Postgres handles everything structured. basic-memory indexes knowledge files into Postgres for relational queries. Activity data from integrations goes directly into Postgres tables. Identity crosslinks and match candidates live in dedicated tables with foreign keys.

pgvector enables semantic search across all layers. Embeddings are generated for memory files, knowledge entities, and activity records, allowing the agent to find relevant context even when the exact words don't match.

Schema Alignment

Entity types in the knowledge and identity layers use fully-qualified type names to make provenance unambiguous:

  • schema.org/Person — a standard Schema.org type (portable, understood by LLMs natively)
  • attache.dev/Project — a custom Attaché type (when no Schema.org type fits)

Schema.org types are open-world — you can freely add properties beyond what the spec defines. Most Attaché types use a standard Schema.org type with extension properties (e.g., schema.org/Report with mode, status, and providers fields for research notes). Custom attache.dev/* types are only created when no Schema.org type fits at all.

Property names use snake_case in YAML frontmatter and Postgres columns, mapped from Schema.org's camelCase equivalents at the serialization boundary (e.g., given_name ↔ Schema.org givenName).
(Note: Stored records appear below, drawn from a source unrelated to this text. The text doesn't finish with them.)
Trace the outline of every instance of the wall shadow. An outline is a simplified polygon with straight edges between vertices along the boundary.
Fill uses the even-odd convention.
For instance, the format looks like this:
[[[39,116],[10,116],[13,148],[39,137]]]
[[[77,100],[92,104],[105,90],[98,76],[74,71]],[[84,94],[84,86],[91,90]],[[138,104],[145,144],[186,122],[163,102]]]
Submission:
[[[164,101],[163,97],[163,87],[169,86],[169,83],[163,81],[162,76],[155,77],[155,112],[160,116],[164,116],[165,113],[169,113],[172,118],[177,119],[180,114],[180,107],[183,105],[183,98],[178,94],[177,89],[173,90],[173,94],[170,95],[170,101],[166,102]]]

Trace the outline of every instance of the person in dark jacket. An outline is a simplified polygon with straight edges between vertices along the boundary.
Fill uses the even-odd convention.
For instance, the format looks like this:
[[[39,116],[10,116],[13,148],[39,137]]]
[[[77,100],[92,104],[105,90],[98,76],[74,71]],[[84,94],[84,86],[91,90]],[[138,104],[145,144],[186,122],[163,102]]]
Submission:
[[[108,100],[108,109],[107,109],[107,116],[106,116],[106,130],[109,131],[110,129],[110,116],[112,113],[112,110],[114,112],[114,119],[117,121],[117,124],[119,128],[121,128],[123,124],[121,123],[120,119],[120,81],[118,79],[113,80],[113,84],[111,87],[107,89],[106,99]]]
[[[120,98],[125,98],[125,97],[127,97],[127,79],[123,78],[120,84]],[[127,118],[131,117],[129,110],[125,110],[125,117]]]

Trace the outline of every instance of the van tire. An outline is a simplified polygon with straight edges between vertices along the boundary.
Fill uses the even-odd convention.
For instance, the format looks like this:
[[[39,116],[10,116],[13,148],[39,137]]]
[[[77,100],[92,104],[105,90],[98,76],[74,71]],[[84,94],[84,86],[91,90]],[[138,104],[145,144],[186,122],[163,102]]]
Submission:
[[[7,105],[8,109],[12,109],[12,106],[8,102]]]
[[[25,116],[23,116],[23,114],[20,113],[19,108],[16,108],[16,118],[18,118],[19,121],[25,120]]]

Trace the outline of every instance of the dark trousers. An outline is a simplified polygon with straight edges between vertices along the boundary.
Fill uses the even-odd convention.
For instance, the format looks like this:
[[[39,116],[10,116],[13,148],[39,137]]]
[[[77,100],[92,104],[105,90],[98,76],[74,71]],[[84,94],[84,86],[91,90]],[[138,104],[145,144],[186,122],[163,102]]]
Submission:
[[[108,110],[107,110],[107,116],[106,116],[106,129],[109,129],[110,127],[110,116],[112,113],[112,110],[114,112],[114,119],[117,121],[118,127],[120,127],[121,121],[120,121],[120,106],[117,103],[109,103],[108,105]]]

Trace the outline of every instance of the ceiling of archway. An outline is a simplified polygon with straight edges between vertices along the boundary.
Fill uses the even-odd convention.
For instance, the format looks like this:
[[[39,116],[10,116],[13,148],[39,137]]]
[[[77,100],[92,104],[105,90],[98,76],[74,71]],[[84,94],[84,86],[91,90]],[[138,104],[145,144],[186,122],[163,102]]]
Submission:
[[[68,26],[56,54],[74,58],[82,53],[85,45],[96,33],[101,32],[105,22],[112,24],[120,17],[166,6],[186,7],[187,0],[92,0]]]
Each type has a corresponding Zod schema for validation and programmatic use — see the Entity Types section for the full set.

Conventions

All markdown files in the memory system follow consistent formatting rules. See Markdown Format for the full specification, but the key principles are:

  • Frontmatter stays lean — short scalars and block-style lists only. No long text.
  • Long content goes in the body — descriptions, notes, and context as regular markdown.
  • Observations and relations use basic-memory's knowledge graph syntax with a controlled vocabulary of categories and relation types.